Another time we were sitting at a candle light dinner in a Flores restaurant on the shore of Lago Peten Itza, when suddenly a group of soldiers came running through an alley, which curiously split the patio of the restaurant, splitting into two groups running in both directions along the shore, obviously chasing somebody.

Mexico is not quite as bad, but banks sport armed guards there too.
A friend, who came back from Cuba recently told me, that he had a very restful vacation in Varadero and hadn't seen anybody carrying any firearms. I sincerely hope, that we will never have enough influence there to ruin that.


#17

Well, he ain't dead yet and is just hinting, that with his advanced age, the end may be near.
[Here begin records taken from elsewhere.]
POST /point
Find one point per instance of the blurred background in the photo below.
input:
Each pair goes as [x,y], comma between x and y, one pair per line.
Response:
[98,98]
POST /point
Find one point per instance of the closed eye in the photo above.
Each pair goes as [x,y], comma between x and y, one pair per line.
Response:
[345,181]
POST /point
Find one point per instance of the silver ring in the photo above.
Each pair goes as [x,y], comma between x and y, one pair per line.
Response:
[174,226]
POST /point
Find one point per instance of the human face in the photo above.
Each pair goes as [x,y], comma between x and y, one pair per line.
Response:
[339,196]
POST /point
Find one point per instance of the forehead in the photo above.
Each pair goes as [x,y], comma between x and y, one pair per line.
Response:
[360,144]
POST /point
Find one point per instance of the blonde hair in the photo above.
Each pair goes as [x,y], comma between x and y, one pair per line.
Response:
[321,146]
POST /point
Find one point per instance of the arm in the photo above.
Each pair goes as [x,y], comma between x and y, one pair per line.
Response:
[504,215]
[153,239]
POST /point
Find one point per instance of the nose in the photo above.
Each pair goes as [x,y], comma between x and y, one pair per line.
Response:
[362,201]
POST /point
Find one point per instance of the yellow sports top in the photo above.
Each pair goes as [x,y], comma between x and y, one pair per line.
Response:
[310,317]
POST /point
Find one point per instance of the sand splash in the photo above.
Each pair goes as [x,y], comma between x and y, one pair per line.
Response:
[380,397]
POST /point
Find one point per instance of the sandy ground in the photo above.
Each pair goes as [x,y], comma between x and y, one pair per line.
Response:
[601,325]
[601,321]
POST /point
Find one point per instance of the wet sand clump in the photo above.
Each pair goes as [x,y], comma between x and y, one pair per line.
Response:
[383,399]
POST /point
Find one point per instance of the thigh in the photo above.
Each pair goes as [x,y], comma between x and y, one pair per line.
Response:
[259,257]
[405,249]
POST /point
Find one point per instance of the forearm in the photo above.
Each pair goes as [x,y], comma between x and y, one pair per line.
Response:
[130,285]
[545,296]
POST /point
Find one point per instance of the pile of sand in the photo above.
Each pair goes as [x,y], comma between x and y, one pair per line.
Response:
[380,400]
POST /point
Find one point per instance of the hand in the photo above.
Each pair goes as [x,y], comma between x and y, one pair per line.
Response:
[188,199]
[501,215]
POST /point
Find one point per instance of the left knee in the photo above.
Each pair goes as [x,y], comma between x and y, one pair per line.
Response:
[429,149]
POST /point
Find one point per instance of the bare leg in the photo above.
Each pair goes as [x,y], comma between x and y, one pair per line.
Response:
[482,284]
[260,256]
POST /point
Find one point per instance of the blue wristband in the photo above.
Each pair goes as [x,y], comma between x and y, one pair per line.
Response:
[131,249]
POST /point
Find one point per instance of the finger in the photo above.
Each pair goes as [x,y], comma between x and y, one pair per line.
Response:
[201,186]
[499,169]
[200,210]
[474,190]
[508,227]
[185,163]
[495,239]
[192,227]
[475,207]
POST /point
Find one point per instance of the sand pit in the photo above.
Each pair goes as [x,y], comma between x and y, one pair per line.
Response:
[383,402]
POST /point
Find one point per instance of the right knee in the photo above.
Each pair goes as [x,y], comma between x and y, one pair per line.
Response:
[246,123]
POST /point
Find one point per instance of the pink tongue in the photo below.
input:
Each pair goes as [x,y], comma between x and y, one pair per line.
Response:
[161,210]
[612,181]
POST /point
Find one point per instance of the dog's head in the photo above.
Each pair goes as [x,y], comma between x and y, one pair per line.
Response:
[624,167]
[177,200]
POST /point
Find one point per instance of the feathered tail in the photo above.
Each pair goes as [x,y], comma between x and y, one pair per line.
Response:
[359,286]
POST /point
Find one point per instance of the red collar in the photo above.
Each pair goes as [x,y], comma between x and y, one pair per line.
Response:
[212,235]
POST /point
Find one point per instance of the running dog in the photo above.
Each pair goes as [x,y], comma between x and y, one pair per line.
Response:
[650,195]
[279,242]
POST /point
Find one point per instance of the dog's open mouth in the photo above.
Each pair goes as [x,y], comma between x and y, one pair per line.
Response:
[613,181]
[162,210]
I would bet, that he will esily make it to the end of Obama's tenure. :slight_smile:


#18

Thanks to la libreta, they can only get that much food. Kinda like a diet, except it's government imposed.


#19

The Cuban Revolution killed off all the ones who would speak against the government in the 60s. Only the mellow ones are left. The worst they think of doing is putting together some inner tubes, a few 2x4s and try get to Miami.


#20

I tend to think it is because the people aren't brainwashed into excess consumption by corporatists working with US government supplied tax credits and subsidies.